第7章 克服の時間
カルマ君とカエデちゃん、原ちゃん、竹林君が外に出てきて、モーターボートに乗る。
陸の方にはイリーナ先生も戻ってきて、私もいることに気づいたのかこちら側の二方向にあるモーターボートの上から、カルマ君もカエデちゃんも大きく手を振ってきた。
あれは、そろそろ作戦を決行するという合図だ…と思う。
普通にはしゃいでいるだけかもしれないのだけれど。
私も手を大きく振り返して、時間的にはもう映像が終わっている頃だろうと確認し、暗殺を見届けるために目を凝らす。
カエデちゃんの携帯がパッと明るくなるのが見え、律がタイマーを開始したのだと分かった。
つまり、チャペルの中は今満潮によって海水が染み込んでいて、殺せんせーは動きが鈍っている状態。
そして、タイマーが開始されたという事は、テストで触手を破壊する権限を得た七人が、触手を同時に破壊したということだ。
『!壊れたっ』
モーターボートに乗っている四人がそれぞれの方向に発進して、水上チャペルの小屋の壁を壊す。
勿論あの壁はE組皆で作り替えたもの。
壁がなくなって、今度は急激に環境を変化させるため、殺せんせーを囲むように皆がフライボードを乗りこなし、そのまま上昇して全員で肩を組み、強力な水圧の檻を作り上げる。
「裏山でのクライミングで鍛えたバランス力がここまで影響しているとは…」
「蝶の木渡りを見て思いついたんだっけ、クライミング訓練」
『え、そうだったんですか?……って、烏間先生に見られてた!?』
毎朝見てるぞと言われて、それに気づいていなくて恥ずかしくなってきた。
普通のフリーランニングをさせるのはまだ少し危険だと思って、先にバランス感覚を養おうとしたんだとか。

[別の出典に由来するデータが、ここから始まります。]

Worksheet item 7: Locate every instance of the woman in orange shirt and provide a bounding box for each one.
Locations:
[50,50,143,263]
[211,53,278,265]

『も、もう…あ、二人が出てきましたよ!とどめです!』
千葉君と速水ちゃんが水面に現れるのを確認し、二人に伝えるも、暗いのと遠いのとでよく見えないといった様子。
フライボードの水圧のせいで発砲音も聞こえない。
匂いに敏感な殺せんせーは、あの二人と私は山にいると思ってる。
だからそちらに警戒を割いている……これさえ決まれば、殺せんせーを殺せる可能性は、かなり高い。
千葉君と速水ちゃんがスコープから顔を離したのを確認し、その瞬間、稲妻のような眩しい光が海の上を迸る。
爆風が吹き荒れ、咄嗟に烏間先生とイリーナ先生の目の前にも壁を張った。